Looking toward the future
Trump’s nominees to the Court offer little hope in the way of being staunch protectors of Roe. In June Medical Services, LLC v. Gee (2019) Kavanaugh’s only abortion ruling while on the Court, he dissented, along with Justice Gorsuch, from the majority in a case that struck down a Louisiana law requiring all doctors administering abortions to also have admitting privileges at a nearby hospital. Despite the fact that the doctors in question had repeatedly been denied these privileges, Kavanaugh cleverly and maliciously crafted a dissent that ignored the doctors’ prior attempts to gain admitting privileges, ignored the potential harm done to women should all the doctors in question be denied such privileges, and – overall – ignored the profound lack of necessity of doctors obtaining such privileges in the first place.
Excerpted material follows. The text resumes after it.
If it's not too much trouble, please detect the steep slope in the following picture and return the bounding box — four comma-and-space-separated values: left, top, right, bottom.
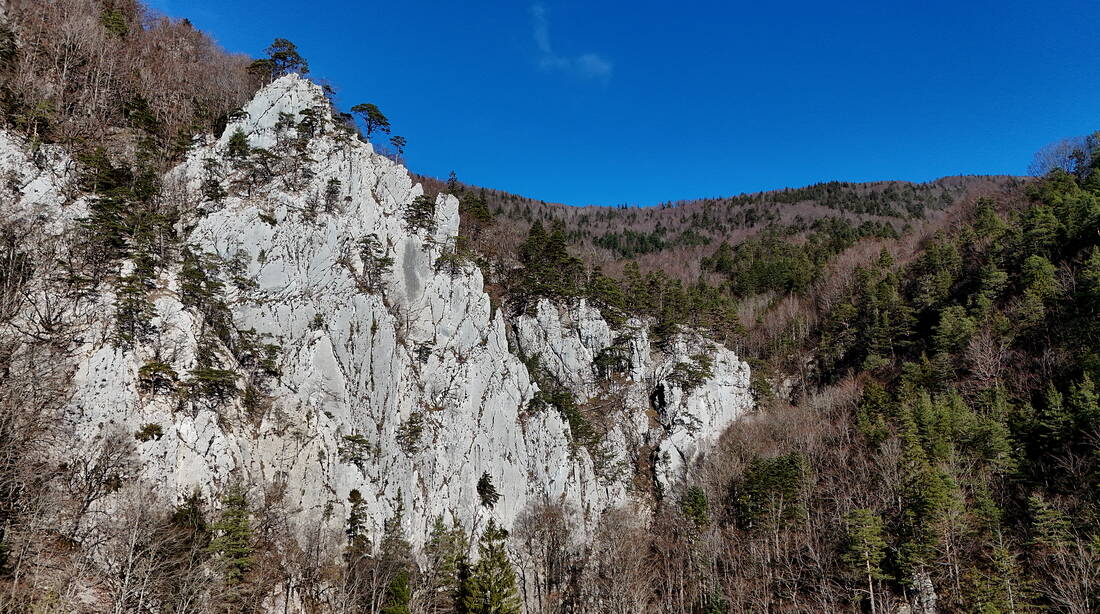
2, 76, 751, 561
Kavanaugh similarly exhibited his ability to rule with such a veneer in Garza v. Hargen (2017), for which he was on the Court of Appeals in D.C. The case concerned a 17-year-old girl, detained at the border, who was in her first trimester of pregnancy and wanted to get an abortion, which she was denied until she could be found a suitable host to be released to. Once again, Kavanaugh dissented from the majority, which ruled that she had the immediate right to an abortion, as if the interest of the girl were his top priority. He ignored the on-the-ground situation: that for many weeks immigration officials had been searching for a host for the girl so she could get the abortion, and for many weeks those officials had failed. Above all, he erased the girl’s own desire to have an abortion as soon as possible.
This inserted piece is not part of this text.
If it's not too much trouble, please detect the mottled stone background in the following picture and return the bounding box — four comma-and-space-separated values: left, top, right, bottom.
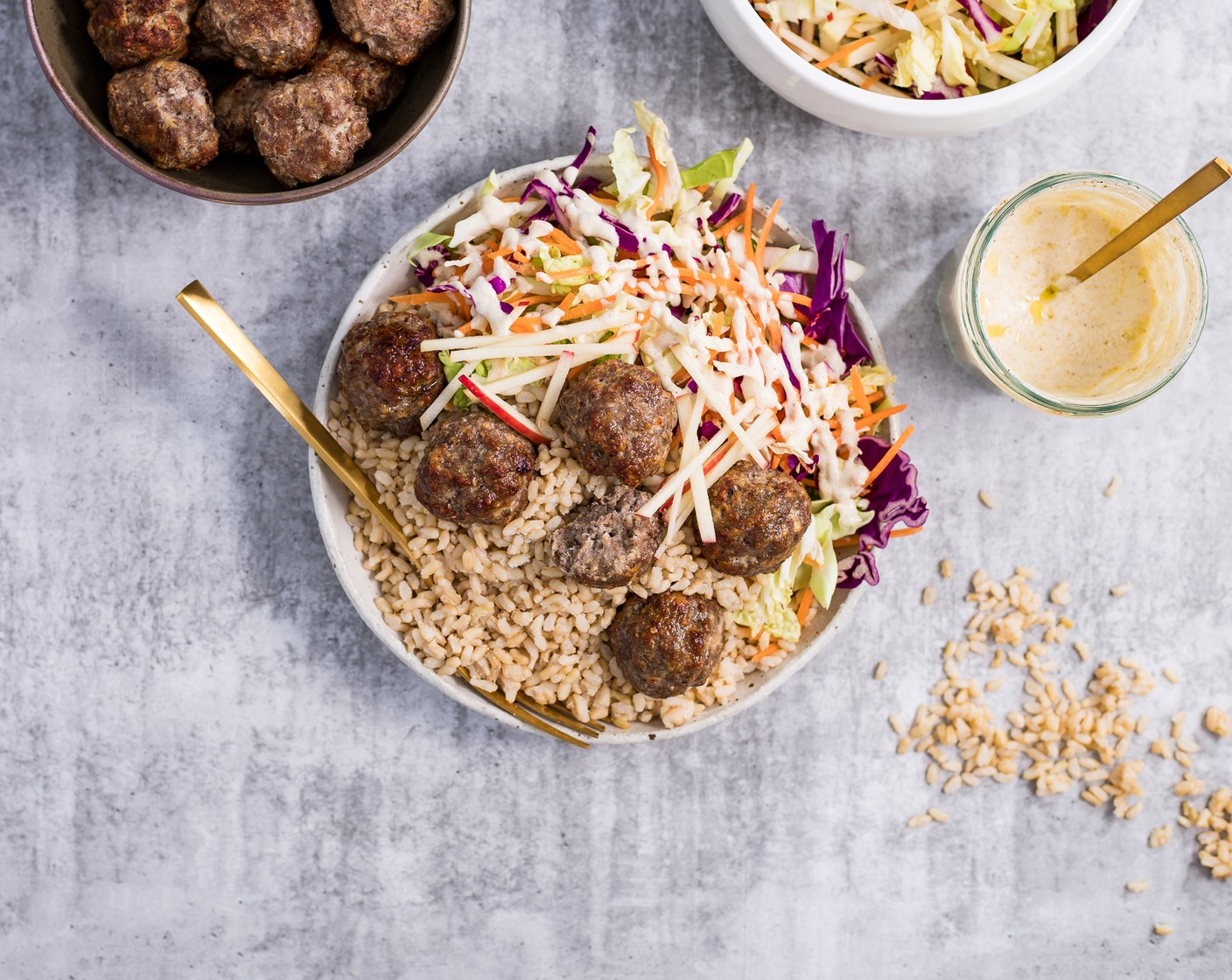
0, 0, 1232, 980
Garza, on behalf of her teenage client: “The pain that this has caused Jane is something I can’t even describe – knowing that her life’s path, whether she would be forced to carry a pregnancy to term. Was completely in the hands of people she would never know mader feel desperate, hopeless, and alone.”
Chief Justice Roberts, a social conservative who has surprised America with his vote in the past, is viewed as Roe’s last protector. Roberts certainly does not like Roe, but he also has shown that he cares about the Court’s legacy with respect to abortion. There is no telling if Roberts will instead choose to continue the current path of incrementally eroding Roe, or perhaps even go so far as to take the radical move to overturn the decision as a stamp of his own impact on the Court. If he does so, it will not be a radical departure from the norm; rather, his decision will live on the American continuum of repeated and sustained attacks on a woman’s right to decide for herself.
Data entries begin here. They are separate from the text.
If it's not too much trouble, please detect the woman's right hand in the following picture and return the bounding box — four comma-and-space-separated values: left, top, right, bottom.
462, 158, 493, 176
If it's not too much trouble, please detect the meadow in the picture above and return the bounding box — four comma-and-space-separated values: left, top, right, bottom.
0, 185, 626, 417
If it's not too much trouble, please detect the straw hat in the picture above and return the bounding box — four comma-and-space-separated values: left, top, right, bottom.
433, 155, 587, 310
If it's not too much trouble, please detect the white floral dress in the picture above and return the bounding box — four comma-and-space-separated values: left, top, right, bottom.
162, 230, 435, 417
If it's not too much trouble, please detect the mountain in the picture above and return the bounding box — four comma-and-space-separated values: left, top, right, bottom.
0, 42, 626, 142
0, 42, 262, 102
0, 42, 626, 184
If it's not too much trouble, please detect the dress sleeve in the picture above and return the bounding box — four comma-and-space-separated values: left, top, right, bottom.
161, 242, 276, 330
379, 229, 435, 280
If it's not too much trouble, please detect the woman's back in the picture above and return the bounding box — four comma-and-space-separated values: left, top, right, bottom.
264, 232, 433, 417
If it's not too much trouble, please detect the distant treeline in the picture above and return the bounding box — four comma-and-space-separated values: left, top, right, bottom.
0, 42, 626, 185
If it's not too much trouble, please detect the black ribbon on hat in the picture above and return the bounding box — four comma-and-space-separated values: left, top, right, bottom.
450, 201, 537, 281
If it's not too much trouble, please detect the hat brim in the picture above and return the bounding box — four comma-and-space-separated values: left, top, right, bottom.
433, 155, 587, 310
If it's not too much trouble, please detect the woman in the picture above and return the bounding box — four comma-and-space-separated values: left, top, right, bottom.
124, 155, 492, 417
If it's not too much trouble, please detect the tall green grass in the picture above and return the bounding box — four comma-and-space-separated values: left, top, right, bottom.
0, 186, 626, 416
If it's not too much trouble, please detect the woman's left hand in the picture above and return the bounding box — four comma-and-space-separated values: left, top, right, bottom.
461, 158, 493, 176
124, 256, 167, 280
What is certain is that pre-Roe, abortions were not uncommon, and if we are unfortunate enough to endure a post-Roe era, abortions will continue to be sought after and illegally administered behind closed doors, in unregulated spaces by unlicensed individuals. Illegality will not stop women from seeking control over their wombs, but it will mean that women will become ill and will die unnecessarily.
We must listen to the women who speak about their experiences navigating a pre-Roe world. We must listen to the women whose abortions are delayed or denied because of nefarious regulations obscured by bureaucracy. We must listen to these women, and we must make our own voices heard that Roe is not superfluous nor expendable; it demands our full protection.
*The author acknowledges that not all who become pregnant identify as women and apologizes for adhering to binary and essentialist notions of gender as a means of talking about abortion as it is discussed in the political realm.